GAIA DATA RELEASE 1 (GAIA DR1)の内容
 Gaiaデータの最初の公開(Gaia DR1)が2016年9月14日に行われました。 世界中の誰でもカタログを使うことができます。 Gaia archiveのページ または、日本の国立天文台の JVO(Japanese Vairtual Observatory) からカタログにアクセスできます。
 Gaia DR1の内容は以下です。
  • 観測期間
  •  Gaia DR1は2014年7月25日から2015年9月16日の間にGaiaが行った観測に基づいた解析結果です。
  • Gaia DR1に載っている天体の個数
  • 総計 1,142,679,769
     TGAS天体(primary天体)2,057,050
       - Hipparcosカタログの天体93,635
       - Tycho-2カタログの天体1,963,415
     secondary天体(TGAS天体以外の天体)1,140,622,719
     セファイド型変光星の光度曲線599
     琴座RR星型変光星の光度曲線2595

  • カタログに載っているデータ
  •  すべての星に対して、天球上での星の位置(α:赤経, δ:赤緯)と明るさ(Gバンドの等級)が載っています。 GバンドとはGaiaの観測波長帯のことで、可視光を中心として一部紫外線や赤外線も含む幅広い波長帯です。
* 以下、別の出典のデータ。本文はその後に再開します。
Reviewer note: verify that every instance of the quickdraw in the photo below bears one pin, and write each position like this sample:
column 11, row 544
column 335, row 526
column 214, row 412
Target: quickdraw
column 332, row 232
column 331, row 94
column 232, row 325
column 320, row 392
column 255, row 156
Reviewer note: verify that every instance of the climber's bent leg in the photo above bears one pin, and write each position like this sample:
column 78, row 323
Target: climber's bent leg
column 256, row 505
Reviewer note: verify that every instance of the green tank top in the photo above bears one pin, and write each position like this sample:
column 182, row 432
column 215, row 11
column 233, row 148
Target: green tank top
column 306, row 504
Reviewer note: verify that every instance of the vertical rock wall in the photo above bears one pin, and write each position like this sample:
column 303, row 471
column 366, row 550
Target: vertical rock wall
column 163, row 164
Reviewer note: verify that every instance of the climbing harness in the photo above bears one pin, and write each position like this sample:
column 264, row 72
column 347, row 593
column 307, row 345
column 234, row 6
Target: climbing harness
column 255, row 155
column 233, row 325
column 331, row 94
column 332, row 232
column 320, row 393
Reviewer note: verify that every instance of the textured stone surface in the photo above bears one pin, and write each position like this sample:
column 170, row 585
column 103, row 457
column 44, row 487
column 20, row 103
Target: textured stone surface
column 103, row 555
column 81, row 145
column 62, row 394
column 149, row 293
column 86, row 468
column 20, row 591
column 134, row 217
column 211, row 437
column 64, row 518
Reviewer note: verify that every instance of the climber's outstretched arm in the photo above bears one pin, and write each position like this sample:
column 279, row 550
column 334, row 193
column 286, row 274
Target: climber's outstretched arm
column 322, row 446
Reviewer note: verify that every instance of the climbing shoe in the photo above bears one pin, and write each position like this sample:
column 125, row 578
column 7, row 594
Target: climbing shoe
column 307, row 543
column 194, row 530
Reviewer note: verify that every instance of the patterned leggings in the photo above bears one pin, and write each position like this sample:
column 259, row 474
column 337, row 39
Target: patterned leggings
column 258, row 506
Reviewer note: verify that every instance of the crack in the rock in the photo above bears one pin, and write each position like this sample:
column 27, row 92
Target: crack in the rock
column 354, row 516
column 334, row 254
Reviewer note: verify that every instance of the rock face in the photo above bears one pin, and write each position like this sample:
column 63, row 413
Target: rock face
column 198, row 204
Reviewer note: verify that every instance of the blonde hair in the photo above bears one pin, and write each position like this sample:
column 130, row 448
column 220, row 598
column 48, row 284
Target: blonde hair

全部で11億個以上の星のカタログです。
     TGAS(Tycho-Gaia Astrometric Solution)天体(primary天体とも呼ぶ)に対しては、位置天文学の5個のパラメーターと明るさが載っています。位置天文学の5個のパラメーターとは星の位置と固有運動速度(位置の変化率)および年周視差の角度(距離に対応)です。
     TGAS天体とは、HIPPARCOS計画によって作られた最大のカタログTycho-2カタログとGaiaの観測データを組み合わせて、解析がなされた天体です。およそ200万個の星がこの分類になっています。
     観測当初の4週間には特殊なモードで観測を行い、マゼラン銀河の周辺を高頻度で観測しました。その結果、その領域で観測された琴座RR星型およびセファイド型変光星についてもGaia DR1カタログには載っています。
     2152個のクエーサーについても位置と明るさが載っています。
    Gaia天体と他のカタログとの対応関係については、 Hipparcos-2, Tycho-2, 2MASS PSC, GSC2.3, PPM-XL, UCAC-4, SDSS DR10 / DR12, AllWISE および URAT-1 のカタログデータとの対応が調べられています。
  • Gaia DR1の限界
  •  限界等級:G=20.7等。ただし、7等よりも明るい星では観測モードの制限から多くの欠落があります。観測期間が十分ではないことから領域によって観測限界はかなり異なります。また、連星や固有運動の大きな星そして非常に赤いまたは青い星などは載っていません。これらの問題点は次のカタログ(Gaia DR2)で大きく改善される予定です。またGaia DR2ではGaiaによるドップラー効果の観測に基づいた視線方向の運動速度の情報も公開される予定になっています。